MGM Resorts International has given further details about a widely publicized cyberattack last month, saying that certain personal customer data was impacted and that the incident will cost the company approximately $100 million.
As the cyberattack broke out last month, leading to disruptions across MGM hotels, casinos and its website, MGM Resorts gave brief updates about how it was working to resolve the matter, but questions remained about the impacts for the casino and resort giant and for its customers. In a Form 8-K filed with the U.S. Securities and Exchange Commission (SEC) and an update on its website, both released on Oct. 5, MGM Resorts filled in some of these blanks, saying that on Sept. 29 it determined that the personal information “of some of its customers” was compromised on Sept. 11.
“The affected information included name, contact information (such as phone number, email address, and postal address), gender, date of birth, and driver's license number,” according to MGM Resorts. “For a limited number of customers, Social Security number and/or passport number was also affected. The types of impacted information varied by individual. The Company does not believe customer passwords, bank account numbers, or payment card information was affected by this issue.”

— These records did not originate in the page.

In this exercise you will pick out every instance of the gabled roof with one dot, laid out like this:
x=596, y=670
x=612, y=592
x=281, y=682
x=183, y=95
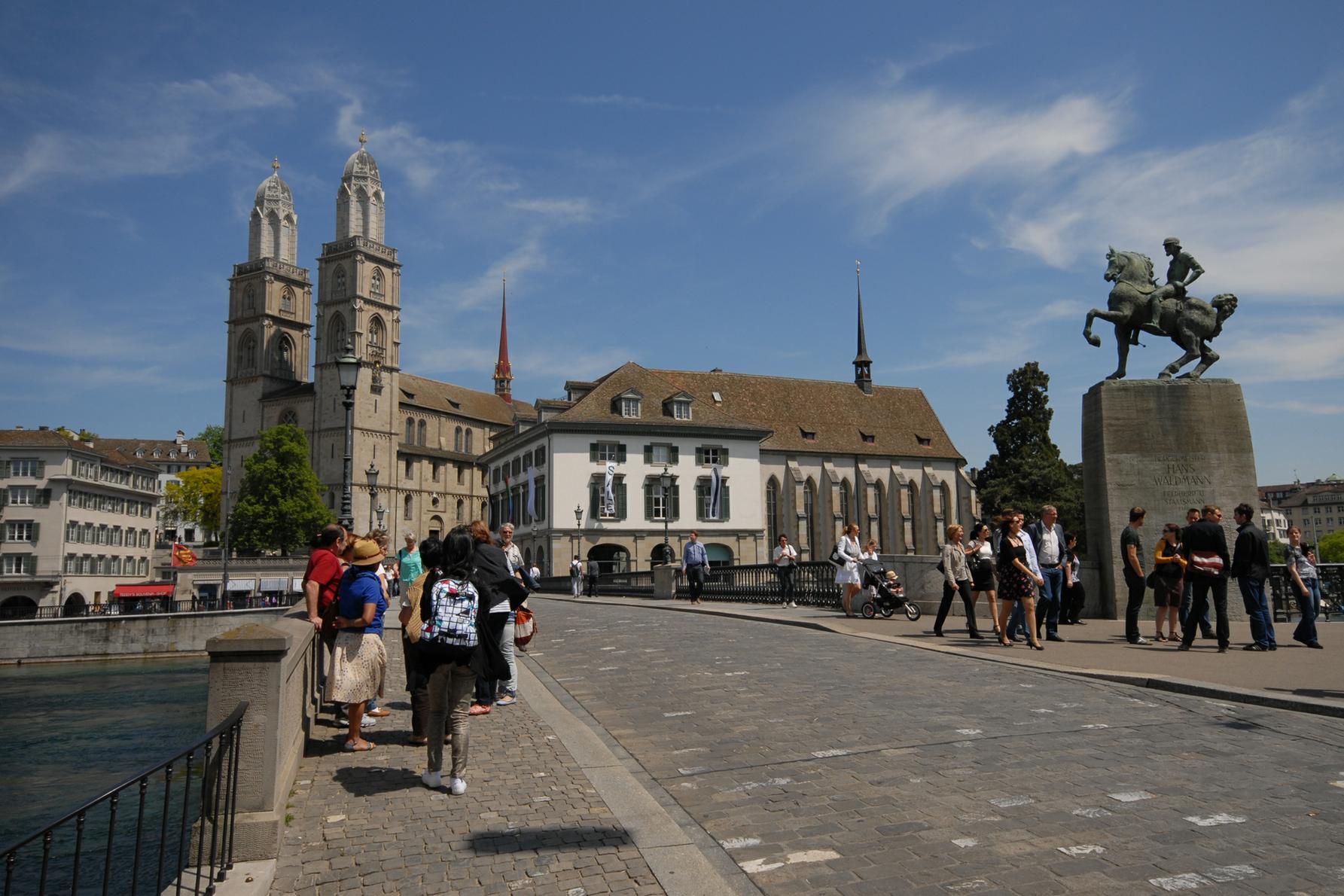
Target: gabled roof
x=837, y=413
x=462, y=401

In its Form 8-K disclosure, MGM Resorts detailed its remediation measures after the cyberattack at a high level, saying after detecting the issue it shut down its systems to “prevent the criminal actors from accessing any customer bank account numbers or payment card information.” This led to the disruptions that had been widely reported across properties, according to MGM Resorts. Operations at MGM domestic properties have since been returned to normal; and while most of the guest-facing systems have been restored, the remaining guest-facing systems that are still impacted will be restored in the coming days, the company said.

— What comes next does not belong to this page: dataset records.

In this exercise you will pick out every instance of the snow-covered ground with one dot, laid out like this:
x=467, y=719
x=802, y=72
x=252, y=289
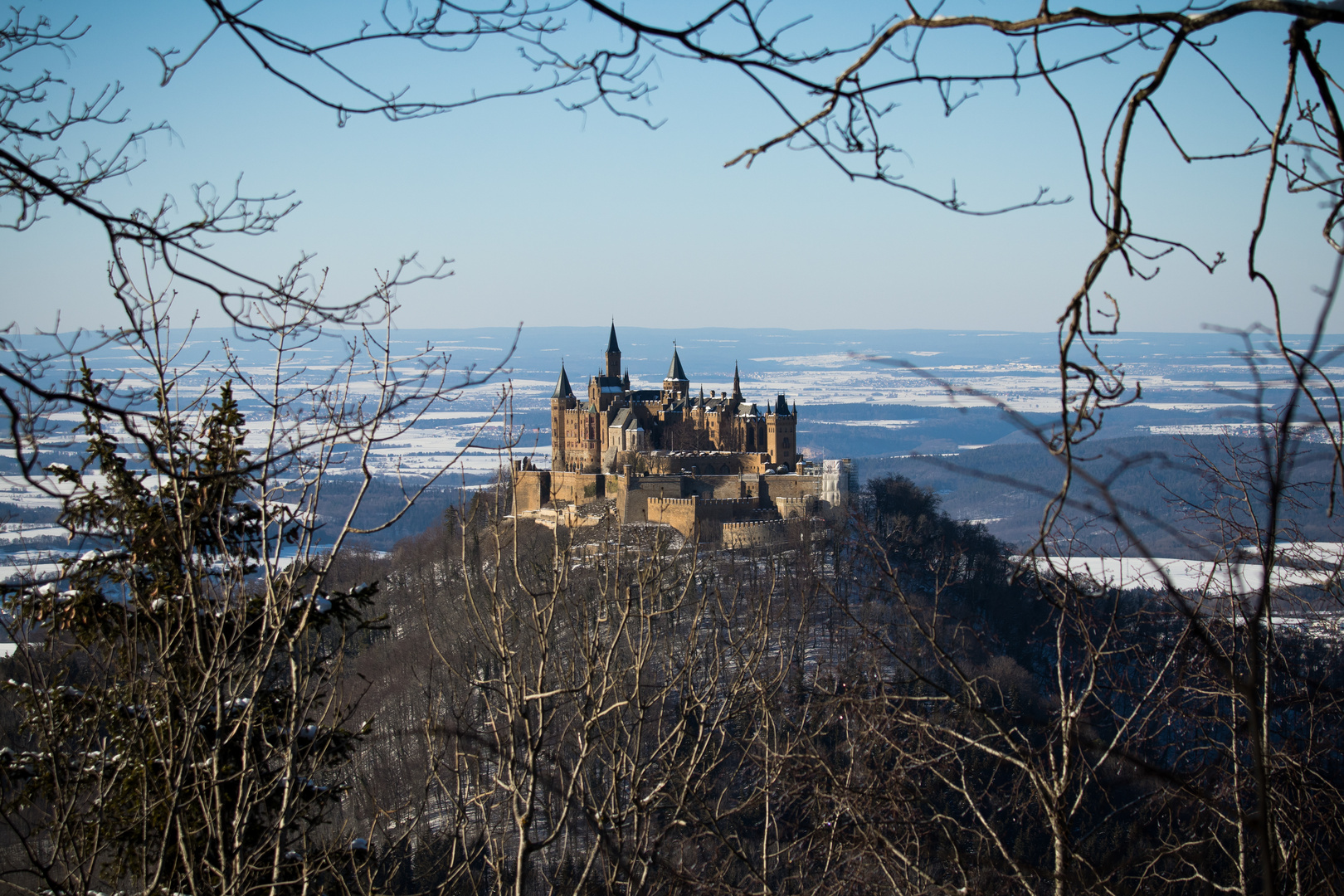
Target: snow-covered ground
x=866, y=368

MGM Resorts said it believes the operational disruption experienced at its properties during the September incident will have a negative impact on its 2023 third quarter results of around $100 million for the Las Vegas Strip Resorts and Regional Operations segments. However, the company said it expects a “minimal impact” during the fourth quarter and does not expect a material effect on its financial condition and results of operations for the year.

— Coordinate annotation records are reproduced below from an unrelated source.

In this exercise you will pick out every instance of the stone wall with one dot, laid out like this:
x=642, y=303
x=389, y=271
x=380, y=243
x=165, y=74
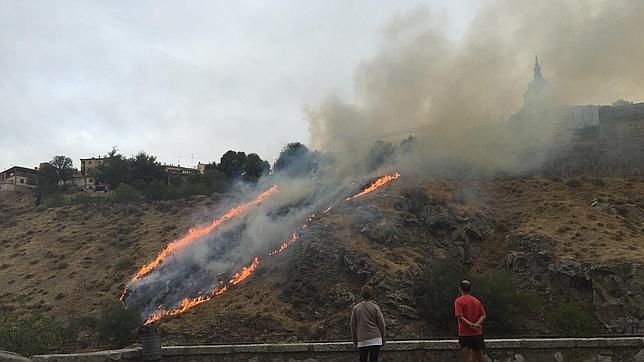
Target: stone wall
x=625, y=349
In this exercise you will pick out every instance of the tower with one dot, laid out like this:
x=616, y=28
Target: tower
x=537, y=69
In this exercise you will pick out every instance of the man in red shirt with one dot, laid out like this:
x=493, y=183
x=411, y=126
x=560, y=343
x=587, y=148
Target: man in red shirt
x=470, y=315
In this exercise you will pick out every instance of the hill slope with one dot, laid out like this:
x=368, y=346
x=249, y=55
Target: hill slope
x=581, y=238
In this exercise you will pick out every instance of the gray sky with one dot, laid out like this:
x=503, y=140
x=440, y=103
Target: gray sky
x=174, y=77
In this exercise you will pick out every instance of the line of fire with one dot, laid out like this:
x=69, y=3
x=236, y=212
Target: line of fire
x=143, y=293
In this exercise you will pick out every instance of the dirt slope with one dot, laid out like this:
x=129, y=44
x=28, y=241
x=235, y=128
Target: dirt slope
x=70, y=261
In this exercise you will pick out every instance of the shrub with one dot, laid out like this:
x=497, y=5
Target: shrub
x=507, y=306
x=126, y=193
x=54, y=200
x=573, y=182
x=31, y=336
x=439, y=288
x=117, y=324
x=573, y=320
x=124, y=263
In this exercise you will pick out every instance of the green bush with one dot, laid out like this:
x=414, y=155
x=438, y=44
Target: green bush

“While the Company experienced impacts to occupancy due to the availability of bookings through the Company’s website and mobile applications, it was mostly contained to the month of September which was 88% (compared to 93% in the prior year period),” according to MGM Resorts.
MGM Resorts also reported incurring less than $10 million in one-time expenses from consulting services, legal fees and other third-party advisory expenses related to the cyberattack. Though MGM Resorts has not referred to the incident officially as a ransomware attack, a Wall Street Journal report this week said that hackers made ransom demands and that the company refused to pay the ransom.
“Although the Company currently believes that its cybersecurity insurance will be sufficient to cover the financial impact to its business as a result of the operational disruptions, the one-time expenses described above and future expenses, the full scope of the costs and related impacts of this issue has not been determined,” according to MGM Resorts.
The cyberattack on MGM Resorts was disclosed around the same time as a separate one on Caesars Entertainment. In a disclosure a few weeks ago, Caesars said that its hack had stemmed from a social engineering attack on a third-party IT support vendor that the company uses. In that incident, attackers were able to access a copy of Caesars’ loyalty program database, which included driver’s license numbers and social security numbers for “a significant number” of program members. Caesars, which determined the unauthorized access on Sept. 7, said that it is investigating if any further personal information was included in the files acquired by the unauthorized actor, and said it has “no evidence to date that any member passwords/PINs, bank account, or payment card information (PCI) were acquired by the unauthorized actor.”